Standing on the shoulders of those making this rediscovery were the later Baroque masters, who made the most of the lessons learned to do something quite new in artistic history. What the classicists and the Renaissance masters had done was to produce idealised figures, but they were figures without motion. That was what the Baroque masters added.

In the Baroque, for the first time in art, we see dramatic movement, great power, intense emotion; the expression of each of these became possible to the artists in the Baroque period because of the lessons learned earlier by the Renaissance masters.

michelangelo_david_detail These two great statues of David that are separated by just over a century give the lesson. In Michelangelo’s famous depiction of the great Biblical hero, above and right, he fuses classicism with Florentine humanism. Selecting the psychologically-charged moment of calm -- the centre of the storm just before battle -- he depicts the moment of decision, the act of mind that won the battle of boy against giant.

Bernini however, at left and below, shows something quite different.  For his piece he chooses the moment of action; the instant in which the battle is joined.

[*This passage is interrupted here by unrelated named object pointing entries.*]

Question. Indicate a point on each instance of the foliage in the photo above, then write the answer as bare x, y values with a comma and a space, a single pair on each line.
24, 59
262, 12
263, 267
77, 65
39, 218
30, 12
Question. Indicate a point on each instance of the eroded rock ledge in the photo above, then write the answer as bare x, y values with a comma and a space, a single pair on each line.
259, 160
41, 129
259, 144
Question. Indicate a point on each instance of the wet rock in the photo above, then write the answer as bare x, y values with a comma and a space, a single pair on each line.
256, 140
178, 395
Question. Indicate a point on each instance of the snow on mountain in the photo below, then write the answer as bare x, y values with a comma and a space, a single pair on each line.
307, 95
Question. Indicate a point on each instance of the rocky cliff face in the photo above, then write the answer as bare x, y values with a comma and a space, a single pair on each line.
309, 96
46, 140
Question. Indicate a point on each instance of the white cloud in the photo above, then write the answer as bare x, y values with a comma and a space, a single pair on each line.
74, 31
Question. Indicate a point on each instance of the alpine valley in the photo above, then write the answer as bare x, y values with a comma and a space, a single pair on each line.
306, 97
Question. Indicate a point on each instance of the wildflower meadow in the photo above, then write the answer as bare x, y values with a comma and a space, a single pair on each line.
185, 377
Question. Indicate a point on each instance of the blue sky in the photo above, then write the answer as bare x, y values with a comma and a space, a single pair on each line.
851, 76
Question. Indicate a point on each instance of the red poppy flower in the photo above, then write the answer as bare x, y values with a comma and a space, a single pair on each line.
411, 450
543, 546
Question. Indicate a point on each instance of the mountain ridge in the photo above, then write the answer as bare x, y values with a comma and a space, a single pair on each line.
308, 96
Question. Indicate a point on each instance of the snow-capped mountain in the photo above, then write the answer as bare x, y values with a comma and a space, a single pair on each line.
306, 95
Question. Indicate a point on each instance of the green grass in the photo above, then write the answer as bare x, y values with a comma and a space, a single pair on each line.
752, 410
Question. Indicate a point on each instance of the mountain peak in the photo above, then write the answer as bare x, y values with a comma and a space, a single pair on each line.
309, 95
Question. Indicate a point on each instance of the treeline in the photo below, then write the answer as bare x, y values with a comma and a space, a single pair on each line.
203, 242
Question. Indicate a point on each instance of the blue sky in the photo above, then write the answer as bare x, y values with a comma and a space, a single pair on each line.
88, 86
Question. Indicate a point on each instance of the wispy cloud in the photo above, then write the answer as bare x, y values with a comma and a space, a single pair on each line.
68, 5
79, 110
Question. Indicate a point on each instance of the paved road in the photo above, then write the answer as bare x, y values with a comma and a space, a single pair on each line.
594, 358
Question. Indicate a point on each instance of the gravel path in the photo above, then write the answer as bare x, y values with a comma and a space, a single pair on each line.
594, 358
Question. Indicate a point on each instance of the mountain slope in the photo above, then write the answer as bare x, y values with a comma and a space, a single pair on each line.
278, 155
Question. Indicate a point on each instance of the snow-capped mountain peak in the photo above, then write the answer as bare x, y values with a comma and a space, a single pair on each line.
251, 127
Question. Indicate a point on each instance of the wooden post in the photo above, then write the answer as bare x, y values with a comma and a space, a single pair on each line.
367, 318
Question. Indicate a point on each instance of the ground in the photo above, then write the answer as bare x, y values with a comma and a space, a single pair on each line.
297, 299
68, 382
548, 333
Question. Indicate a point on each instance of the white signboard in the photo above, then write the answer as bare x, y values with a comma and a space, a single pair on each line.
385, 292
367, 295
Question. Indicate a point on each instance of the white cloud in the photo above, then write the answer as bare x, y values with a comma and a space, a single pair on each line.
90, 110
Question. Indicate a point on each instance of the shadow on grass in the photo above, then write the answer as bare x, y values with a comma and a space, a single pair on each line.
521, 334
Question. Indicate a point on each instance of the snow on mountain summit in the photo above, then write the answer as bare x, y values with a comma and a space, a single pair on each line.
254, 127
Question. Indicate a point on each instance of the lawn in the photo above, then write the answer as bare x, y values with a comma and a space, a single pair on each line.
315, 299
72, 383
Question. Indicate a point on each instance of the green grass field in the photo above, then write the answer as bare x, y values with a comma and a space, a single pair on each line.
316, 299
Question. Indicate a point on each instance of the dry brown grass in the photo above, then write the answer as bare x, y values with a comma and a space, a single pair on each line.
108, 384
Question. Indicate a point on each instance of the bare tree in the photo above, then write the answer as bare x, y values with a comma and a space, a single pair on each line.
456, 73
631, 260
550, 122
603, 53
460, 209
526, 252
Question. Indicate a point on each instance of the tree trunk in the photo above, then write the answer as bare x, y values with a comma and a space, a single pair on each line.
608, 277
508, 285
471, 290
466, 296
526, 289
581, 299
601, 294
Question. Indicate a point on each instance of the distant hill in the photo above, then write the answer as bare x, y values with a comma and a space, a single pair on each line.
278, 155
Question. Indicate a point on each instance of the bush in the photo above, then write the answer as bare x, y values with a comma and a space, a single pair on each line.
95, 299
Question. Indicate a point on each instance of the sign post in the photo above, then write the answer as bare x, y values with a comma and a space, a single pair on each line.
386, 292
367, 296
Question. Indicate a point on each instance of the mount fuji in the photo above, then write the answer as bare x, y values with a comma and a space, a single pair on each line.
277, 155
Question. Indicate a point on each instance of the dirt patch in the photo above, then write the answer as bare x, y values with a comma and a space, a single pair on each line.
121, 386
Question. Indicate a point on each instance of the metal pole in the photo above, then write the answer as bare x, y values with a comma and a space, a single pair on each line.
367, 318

Where Michelango's David of 1501-04 is static, suggesting the later movement rather than showing it, Bernini's of i623-24 is all motion, all power, and displays the inner emotional intensity of the shepherd-warrior.

Motion and purpose, fused with emotion - all the very real essentials of life; this fusion was the leitmotif of the very best of Baroque expression.



  1. DAvid has that same "look" that Carter gives before he kicks at goal.
    SHould we rename Carter the Rugby Renaissance Man?

  2. So he does. Astonishing. :-)

    It's a supremely confident "I know I can take you" look, isn't it.